I met Bob, a longtime volunteer, mostly by accident, when I arrived. He had stepped outside from a work area just as I walked up to the entrance of the museum. A friendly old guy dressed in work clothes, we chatted about his trucking business; old Garages, which he and my dad both owned; and the cars that are at Marymount and scattered around Tacoma in storage.
After a bit, I left Bob and went in to pay my admission, and I was informed that it is by guided tour only and a tour would start in a “little” while. I was looking around the gift shop when I felt a tap on my arm… Bob… who very quietly said “c’mon”. He gave me a ride in a funny utility cart and we cruised past a small fortune worth of “barn find” condition cars, old motor homes, locomotives, farm equipment, buses, and trucks of all styles and sizes… and they were stashed everywhere, in sheds, in the open, and under trees. Then he pulled up to a giant remote building with an opaque plastic/canvas roof. Check the photo I took inside of the cars stacked 3-high on shelves. We got onto a high lift platform and Bob raised it to the third level for my pics. A private guided tour of the “backstage” area.

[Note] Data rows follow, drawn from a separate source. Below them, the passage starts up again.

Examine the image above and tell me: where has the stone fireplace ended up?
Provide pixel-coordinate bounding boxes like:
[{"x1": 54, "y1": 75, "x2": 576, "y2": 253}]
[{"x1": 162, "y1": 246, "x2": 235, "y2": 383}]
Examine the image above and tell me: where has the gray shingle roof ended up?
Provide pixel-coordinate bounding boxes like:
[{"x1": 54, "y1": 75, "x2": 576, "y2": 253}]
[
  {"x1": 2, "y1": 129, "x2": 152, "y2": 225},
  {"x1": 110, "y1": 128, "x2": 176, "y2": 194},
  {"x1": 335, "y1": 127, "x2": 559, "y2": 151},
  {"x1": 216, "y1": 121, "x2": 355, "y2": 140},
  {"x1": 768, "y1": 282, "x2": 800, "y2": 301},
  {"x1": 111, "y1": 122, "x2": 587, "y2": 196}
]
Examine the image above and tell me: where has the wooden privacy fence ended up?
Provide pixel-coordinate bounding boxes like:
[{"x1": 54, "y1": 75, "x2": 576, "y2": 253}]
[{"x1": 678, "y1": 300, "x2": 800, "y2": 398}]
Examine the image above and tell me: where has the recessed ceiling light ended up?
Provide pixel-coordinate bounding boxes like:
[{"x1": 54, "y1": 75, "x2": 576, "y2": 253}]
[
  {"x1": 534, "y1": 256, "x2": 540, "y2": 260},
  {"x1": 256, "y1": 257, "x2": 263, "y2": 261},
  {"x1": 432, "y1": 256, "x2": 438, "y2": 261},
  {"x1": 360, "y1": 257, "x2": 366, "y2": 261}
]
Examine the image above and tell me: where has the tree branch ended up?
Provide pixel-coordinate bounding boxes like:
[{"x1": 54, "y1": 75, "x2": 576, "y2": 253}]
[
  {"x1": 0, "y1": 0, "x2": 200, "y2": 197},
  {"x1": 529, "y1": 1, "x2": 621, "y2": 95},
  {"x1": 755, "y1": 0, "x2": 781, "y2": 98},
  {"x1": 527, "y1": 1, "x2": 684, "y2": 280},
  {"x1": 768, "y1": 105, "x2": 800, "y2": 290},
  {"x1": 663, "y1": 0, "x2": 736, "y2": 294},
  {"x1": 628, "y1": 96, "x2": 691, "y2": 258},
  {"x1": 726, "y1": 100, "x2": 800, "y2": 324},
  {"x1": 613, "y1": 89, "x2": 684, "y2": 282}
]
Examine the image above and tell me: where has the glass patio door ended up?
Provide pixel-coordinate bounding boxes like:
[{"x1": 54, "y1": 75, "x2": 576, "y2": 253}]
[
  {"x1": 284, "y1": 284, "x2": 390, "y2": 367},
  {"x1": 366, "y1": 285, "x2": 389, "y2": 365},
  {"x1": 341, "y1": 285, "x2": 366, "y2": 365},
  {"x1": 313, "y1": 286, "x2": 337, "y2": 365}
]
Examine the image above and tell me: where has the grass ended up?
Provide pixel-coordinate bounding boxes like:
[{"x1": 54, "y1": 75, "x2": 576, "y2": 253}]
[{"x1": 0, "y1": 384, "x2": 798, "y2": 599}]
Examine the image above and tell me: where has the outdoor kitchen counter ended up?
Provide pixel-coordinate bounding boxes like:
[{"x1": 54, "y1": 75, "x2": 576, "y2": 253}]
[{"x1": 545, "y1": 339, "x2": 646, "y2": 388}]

Thanks, Bob, you made day.
When I returned to the main building, the tour was starting so off we went in a small group of about ten folks led by Todd, who obviously has done this many times. I cannot begin to tell you about all of the amazing vehicles and automobilia they have packed into the former swimming pool, gymnasium, and classrooms of this former school for troubled youth. It went on and on, with many smaller cars up on “shelves” built to hold them. It’s hard to name my favorite, but the white 1912 Tourist, a rare (made in California) horseless carriage and lone survivor up on the stage of the theater room sure got my attention.
If you have any interest in old cars, visit them when you come to Seattle. (Find out more at www.lemaymarymount.org.)
My second stop was at the Lemay – America’s Car Museum (www.lemaymuseum.org), a brand new (opened two weeks ago) multi-million dollar facility located next door to the Dome in downtown Tacoma. The 350 cars here are the “cream of the crop” and are either restored to perfection or are in amazing original condition. This museum struck me as being quite sterile after the other one, more like an art gallery or museum of fine art, but maybe that’s just the old auto mechanic’s grease in my blood.
Check out the websites I have included for much more on both of these fine “meccas” of the old car world.